The state and territory medical boards would revert back to employing their own staff to undertake the work needed to support the boards (especially the preliminary assessment and investigation of complaints and mandatory notifications). The boards would then be in a position to select staff with the relevant background and skills, and to directly oversee the quality and timeliness of work being done on their behalf.
In each jurisdiction, the medical boards would again become visible to the profession through annual reports and newsletters. That visibility together with the enhanced quality of the work of their staff would help restore the confidence of the profession and the public. Each board’s “bureaucracy” would be much much smaller than the AHPRA mega bureaucracy, leading to enhanced accessibility, accountability and timeliness of responses to inquiries from the public and the profession, and in the handling of complaints.

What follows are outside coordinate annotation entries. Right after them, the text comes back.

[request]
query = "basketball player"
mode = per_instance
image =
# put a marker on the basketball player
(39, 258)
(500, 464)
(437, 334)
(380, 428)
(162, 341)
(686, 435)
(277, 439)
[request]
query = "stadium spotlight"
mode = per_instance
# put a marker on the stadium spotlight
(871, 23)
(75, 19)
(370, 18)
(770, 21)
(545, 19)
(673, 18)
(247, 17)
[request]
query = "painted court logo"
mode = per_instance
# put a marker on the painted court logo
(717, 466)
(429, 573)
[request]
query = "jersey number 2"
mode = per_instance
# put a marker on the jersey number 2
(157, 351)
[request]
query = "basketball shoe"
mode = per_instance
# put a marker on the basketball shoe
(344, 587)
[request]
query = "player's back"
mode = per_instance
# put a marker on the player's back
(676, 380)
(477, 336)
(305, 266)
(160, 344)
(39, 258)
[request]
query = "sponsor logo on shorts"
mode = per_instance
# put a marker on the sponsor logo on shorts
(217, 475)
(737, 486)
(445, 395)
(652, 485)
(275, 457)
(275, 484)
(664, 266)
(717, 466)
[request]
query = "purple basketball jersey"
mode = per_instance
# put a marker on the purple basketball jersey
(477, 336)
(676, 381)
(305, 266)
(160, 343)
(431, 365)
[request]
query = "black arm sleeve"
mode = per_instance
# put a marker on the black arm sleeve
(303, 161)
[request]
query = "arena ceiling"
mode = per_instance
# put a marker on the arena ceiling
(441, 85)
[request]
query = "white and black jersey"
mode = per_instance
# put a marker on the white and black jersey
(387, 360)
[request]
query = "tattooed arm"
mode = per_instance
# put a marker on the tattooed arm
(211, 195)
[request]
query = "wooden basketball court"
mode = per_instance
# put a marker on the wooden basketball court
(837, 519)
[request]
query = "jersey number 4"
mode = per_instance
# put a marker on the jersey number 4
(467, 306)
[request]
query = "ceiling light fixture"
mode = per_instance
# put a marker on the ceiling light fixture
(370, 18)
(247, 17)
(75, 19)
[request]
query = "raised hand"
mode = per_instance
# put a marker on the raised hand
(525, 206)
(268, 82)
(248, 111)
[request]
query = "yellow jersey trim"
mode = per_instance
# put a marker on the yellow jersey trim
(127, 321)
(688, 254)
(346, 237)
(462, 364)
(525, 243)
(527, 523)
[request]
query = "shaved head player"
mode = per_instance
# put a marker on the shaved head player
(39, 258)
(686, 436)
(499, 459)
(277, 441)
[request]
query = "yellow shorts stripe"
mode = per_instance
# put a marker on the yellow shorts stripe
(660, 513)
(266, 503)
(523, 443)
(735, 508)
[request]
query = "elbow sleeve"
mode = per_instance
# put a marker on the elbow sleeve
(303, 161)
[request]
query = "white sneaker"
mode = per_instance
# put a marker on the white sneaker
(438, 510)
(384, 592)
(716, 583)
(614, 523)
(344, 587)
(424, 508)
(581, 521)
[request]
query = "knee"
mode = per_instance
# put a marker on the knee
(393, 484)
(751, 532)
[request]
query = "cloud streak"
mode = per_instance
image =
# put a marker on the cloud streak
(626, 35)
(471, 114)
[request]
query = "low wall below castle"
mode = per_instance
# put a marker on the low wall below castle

While there would be short term additional costs involved in partially dismantling AHPRA, in the longer term the cost of renewal would come down. Savings would arise in particular from no longer needing a national Medical Board or an Agency Management Committee . The costs (travel, sitting fees and administrative support) of these two groups meeting regularly, usually monthly, are considerable as Australia is a very big country.
Sharing roles and responsibilities
What would the revised scheme then consist of? The answer is very much what now takes place in NSW where the NSW Medical Council is responsible for all regulatory matters other than registration of doctors. The working relationships with the state health complaints agency and the state disciplinary tribunal (for the more serious misconduct allegations) would continue as they are.
A greatly scaled down version of AHPRA would be responsible for maintaining the national register of all health professionals. The processing of applications to be placed on the register could be undertaken as a bureaucratic procedure by AHPRA staff, with appeals or queries being handled by the state boards. If this were accepted, then AHPRA could be funded for this role via the costs of processing new applications.
The powers of the health ministers to determine workforce issues as currently provided in the national law would remain unaltered. Discussion would be needed to agree on a mechanism to ensure that the national law in each jurisdiction remained as consistent as possible. Representatives of the state medical boards would meet once or twice a year to continue the cooperative work done prior to the arrival of the national scheme in 2010 (most notably the preparation of the first national code of conduct for doctors in 2008).
I feel sorry for those who now work very hard in this mega bureaucracy that is AHPRA. Some of the best available people are involved in the new scheme and, despite their efforts, this flawed system is not working well. This alone should convince state health ministers that change is needed.
Dr Kerry Breen AM is a specialist physician. He is a past President of the Australian Medical Council and of the Medical Practitioners Board of Victoria.